Friday, July 27, 2018

In Memoriam: Sergio Marchionne (June 17, 1952 - July 25, 2018)

News broke this morning that the CEO of Fiat Chrysler Automobiles, Sergio Marchionne, had passed away on Wednesday from complications related to shoulder surgery. Marchionne made his last public appearance on June 26 of this year and took medical leave soon after for shoulder surgery in Zürich, Switzerland. The surgery was for an invasive shoulder sarcoma, which he had kept concealed from his colleagues. On July 21, when the severity of his situation worsened, Marchionne was replaced at FCA, Ferrari, SGS (Société Générale de Surveillance) and CNH Industrial. He is survived by his partner, Manuela Battezzato, and his two sons, Alessio and Tyler.

For anyone in the automotive world who isn't already familiar with Marchionne, he was the chairman of Fiat since 2004 and oversaw the acquisition of Chrysler. His blunt and outspoken personality allowed him to turn a dysfunctional Fiat and a bankrupt Chrysler into a successful global giant. Known around the world for his classic wool, black sweaters (much in the way Steve Jobs is known for his black turtlenecks), Marchionne was especially well known in the enthusiast community for bringing us such vehicles as the Charger/Challenger Hellcat and Challenger Demon. Under his guidance, Marchionne also brought us a Hellcat powered Grand Cherokee, and third generation Viper, and various Ferraris, Fiats, and many other successful and amazing vehicles.
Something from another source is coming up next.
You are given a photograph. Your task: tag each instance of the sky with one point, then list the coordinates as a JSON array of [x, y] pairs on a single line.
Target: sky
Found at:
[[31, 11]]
Marchionne was always an interesting character. As mentioned, he was always very blunt and outspoken. He was never keen on the idea of autonomous cars or electric cars. When asked if an autonomous Ferrari would ever be a possibility, he said "you'll have to shoot me first!" He also implored people to NOT buy the Fiat 500e electric car as it was built simply to satisfy California regulatory requirements and FCA was losing money on it. Marchionne also reportedly spent a good portion of 2015 on a quest to merge with another large automaker to reduce inefficiencies and lower costs. General Motors was one of the targets of this quest, but that obviously never happened.

It's hard to imagine many other people who would be able to pull off what Marchionne did for the automotive world. His recovery of Fiat, acquisition of Chrysler and the subsequent creation of a global car empire are nothing short of amazing. If there were two faults with him, it was the fact that the man was ruthless and a bit of a workaholic, both of which probably weighed on him towards the end of his tenure. Nonetheless, Marchionne spent 14 years at the helm of Fiat and then FCA, making him one of the longest serving chief executives in the automotive industry.

With Marchionne's passing, one thing is certain: the automotive industry just lost one of its most interesting people.